A copy of the screening matrix carried out by Fermanagh District Council has been obtained by this newspaper.
"When you look and read the screening matrix they used it actually makes a joke and nonsense of their decision not to go ahead and contact the equality commission and have an equality impact assessment," Mr Elliott told The Impartial Reporter.
One of the question asks: "Is there any evidence that different groups have different needs, experiences, issues and priorities in relation to the particular policy issue?"
The Council's answer reads: "We do not envisage that the policy will have any adverse impact on any individual or group. Those who wish to interact with public bodies through the medium of English will not be affected, and provision of services will continue unaffected."

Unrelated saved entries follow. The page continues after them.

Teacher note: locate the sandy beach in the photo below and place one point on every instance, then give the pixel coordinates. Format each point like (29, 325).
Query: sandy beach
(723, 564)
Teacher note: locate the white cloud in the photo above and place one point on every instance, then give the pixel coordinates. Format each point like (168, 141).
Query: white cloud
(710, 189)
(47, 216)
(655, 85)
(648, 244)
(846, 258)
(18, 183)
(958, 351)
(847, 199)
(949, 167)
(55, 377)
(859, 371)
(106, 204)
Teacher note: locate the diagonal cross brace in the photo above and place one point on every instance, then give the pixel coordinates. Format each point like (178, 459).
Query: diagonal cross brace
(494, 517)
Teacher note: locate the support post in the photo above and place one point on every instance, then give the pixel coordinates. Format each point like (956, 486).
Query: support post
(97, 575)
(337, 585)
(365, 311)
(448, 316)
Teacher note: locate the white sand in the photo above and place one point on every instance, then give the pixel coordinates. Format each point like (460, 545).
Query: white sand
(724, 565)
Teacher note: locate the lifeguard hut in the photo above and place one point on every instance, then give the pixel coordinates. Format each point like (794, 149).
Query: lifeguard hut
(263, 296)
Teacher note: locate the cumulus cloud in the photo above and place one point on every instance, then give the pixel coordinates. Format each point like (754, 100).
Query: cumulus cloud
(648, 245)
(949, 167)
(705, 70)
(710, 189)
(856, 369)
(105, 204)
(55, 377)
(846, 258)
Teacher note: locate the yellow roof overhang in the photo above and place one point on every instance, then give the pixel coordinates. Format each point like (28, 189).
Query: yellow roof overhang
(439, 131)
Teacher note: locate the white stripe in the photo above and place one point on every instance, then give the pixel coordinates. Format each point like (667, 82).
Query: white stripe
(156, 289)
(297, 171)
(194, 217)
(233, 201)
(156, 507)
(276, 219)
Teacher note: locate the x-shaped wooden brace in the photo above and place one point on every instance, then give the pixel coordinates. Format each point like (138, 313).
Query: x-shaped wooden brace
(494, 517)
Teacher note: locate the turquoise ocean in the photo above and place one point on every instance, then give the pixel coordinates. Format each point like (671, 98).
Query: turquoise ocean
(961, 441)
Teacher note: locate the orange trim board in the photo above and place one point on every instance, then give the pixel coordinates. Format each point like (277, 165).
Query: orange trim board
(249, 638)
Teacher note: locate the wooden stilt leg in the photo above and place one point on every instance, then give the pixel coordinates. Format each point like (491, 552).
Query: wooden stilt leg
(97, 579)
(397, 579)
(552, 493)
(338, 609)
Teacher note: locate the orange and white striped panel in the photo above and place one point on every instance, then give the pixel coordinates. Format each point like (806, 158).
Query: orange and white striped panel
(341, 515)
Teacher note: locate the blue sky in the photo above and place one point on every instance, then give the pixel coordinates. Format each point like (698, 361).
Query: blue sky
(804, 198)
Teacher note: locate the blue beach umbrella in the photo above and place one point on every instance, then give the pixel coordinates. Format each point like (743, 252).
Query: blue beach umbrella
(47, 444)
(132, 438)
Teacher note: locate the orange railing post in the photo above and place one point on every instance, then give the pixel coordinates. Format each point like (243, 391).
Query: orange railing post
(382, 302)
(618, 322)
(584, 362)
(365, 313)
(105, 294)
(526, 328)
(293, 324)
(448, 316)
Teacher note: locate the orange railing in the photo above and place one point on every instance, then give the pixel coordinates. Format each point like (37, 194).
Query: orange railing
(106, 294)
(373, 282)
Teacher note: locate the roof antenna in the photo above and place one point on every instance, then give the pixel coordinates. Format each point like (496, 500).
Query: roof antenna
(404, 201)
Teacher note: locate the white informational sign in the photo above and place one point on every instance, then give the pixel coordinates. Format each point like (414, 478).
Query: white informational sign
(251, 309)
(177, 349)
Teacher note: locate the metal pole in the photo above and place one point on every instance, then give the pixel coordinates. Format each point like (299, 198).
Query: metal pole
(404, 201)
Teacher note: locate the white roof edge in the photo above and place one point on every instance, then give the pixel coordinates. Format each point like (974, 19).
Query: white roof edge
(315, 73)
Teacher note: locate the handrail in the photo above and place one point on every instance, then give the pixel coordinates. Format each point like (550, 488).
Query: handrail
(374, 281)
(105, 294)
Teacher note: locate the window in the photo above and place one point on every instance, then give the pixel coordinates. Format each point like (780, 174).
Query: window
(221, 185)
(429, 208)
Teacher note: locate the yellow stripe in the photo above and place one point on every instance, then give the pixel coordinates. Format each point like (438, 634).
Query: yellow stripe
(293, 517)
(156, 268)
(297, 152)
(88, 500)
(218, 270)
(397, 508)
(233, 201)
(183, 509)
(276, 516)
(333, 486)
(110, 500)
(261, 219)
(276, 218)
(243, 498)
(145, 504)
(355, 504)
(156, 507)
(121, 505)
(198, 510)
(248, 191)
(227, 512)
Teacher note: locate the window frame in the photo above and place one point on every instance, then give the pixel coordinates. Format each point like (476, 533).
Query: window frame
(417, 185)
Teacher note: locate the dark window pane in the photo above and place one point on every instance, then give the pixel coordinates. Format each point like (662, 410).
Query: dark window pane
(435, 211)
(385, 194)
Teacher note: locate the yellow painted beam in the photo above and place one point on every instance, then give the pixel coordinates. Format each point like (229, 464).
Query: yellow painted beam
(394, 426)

Mr Elliott has taken exception with the Council's response, saying: "That is absolute nonsense; of course this impacts on certain groups. For example, I am sure the Orange Order wouldn't have any affiliation with the Irish language. This would also include the Unionist councillors who voted against it -- there was clear identification that there was a difference of opinion. If the Council officers can't see that, then I don't know, it just makes a nonsense of it all."
He added: "The results of the screening matrix was not relayed to the councillors and it should have been."
In response, Brendan Hegarty has told this newspaper that the Council uses the tools of screening and equality impact assessment to "assess the likely impact of a policy on the promotion of equality of opportunity and good relations."
"If our screening concludes that the likely impact of a policy is 'none', in respect of all of the equality of opportunity and/or good relations categories, we may decide to screen the policy out i.e. determine that a full Equality Impact Assessment is not required."
Asked why Fermanagh District Council did not seek advice from the equality commission first, Mr Hegarty said: "Fermanagh District Council undertook research into the implications of the European Charter for Regional or Minority Languages, the Belfast Agreement and the St. Andrews Agreement, together with the Equality legislation and the Council's own Linguistic Diversity Policy. The Council also took account of the Equality Commission's response to the DCAL consultation on proposed Irish Language legislation."
Asked why council officers did not brief councillors about the results of its 'screening matrix', Mr Hegarty said: "There was an extensive discussion about equality implications at the Committee and the information provided by officers was in accordance with the outcome of the screening exercise. We also advised members that when appropriate census information was available regarding the use of the Ulster Scots language in Fermanagh we would consider the implications from an equality point of view."
In relation to council employees expressing concerns, as Mr Elliott claims, Mr Hegarty said: "No council employee has expressed any concern to me, nor am I aware of any concerns being raised through management."